MOTORS
For reliability and versatility it is common practice to provide direct- drive motors for head drum and capstan, in which the motor shaft carries the drum itself or forms the capstan respectively. These brush- less motors have built-in FG generators and a multi-pole drive stator, around which rotates a multi-pole magnetised ferrite disc or cup. A typical arrangement is shown in the circuit diagram of Fig. 15.8. The motor itself is on the right, and contains three main coils split
into six poles; an eight-pole rotating ring magnet; and three Hall ICs which are solid-state magnetic-field detectors. The drive circuit in IC2006 switches current into each coil in turn at 120° intervals. In this way, one coil-pair at a time will pull the ferrite disc round while a second coil-pair pushes it, the third being inactive. The sequence of coil-switching is controlled by the three rotor-position-sensing Hall ICs built into the stator assembly, and currents flow in both directions through the stator coils.

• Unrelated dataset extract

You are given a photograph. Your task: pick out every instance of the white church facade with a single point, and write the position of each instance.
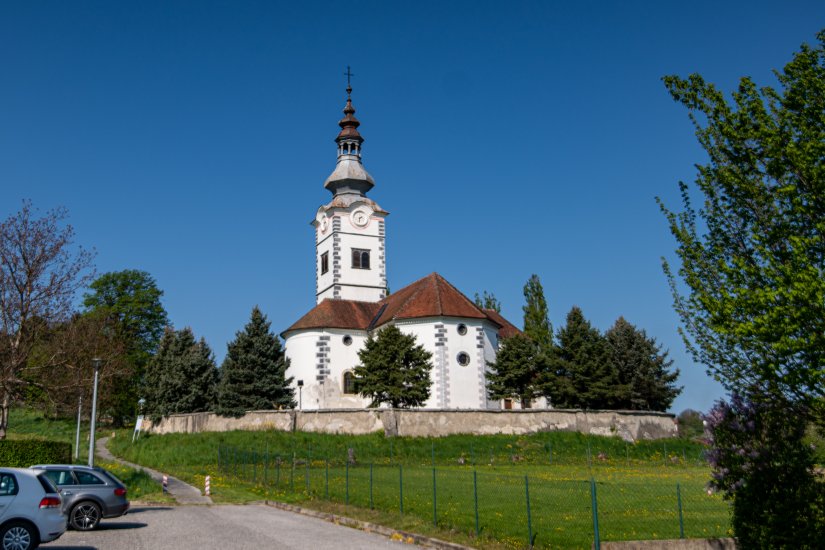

To avoid flutter in motor speed due to any imbalance in coil currents or fields, the sampling resistor on pin 2 of IC2006 continually monitors motor current, passing in turn through all six coil halves. Any changes are compensated for by feedback to the torque control input at IC pin 20.
Motor control and switching is also carried out within IC2006. A speed control voltage (basically dependent on the error voltage from the servo circuit) enters on pin 15, where a falling potential will drive more current through the switching transistors and stator coils to accelerate the motor. Reverse, stop and forward commands from the system control block enter the IC on pin 11, where they are decoded in the motor rotation detection block.
A photograph of a direct-drive motor of this type appears in Fig.
This design is particularly flat and compact.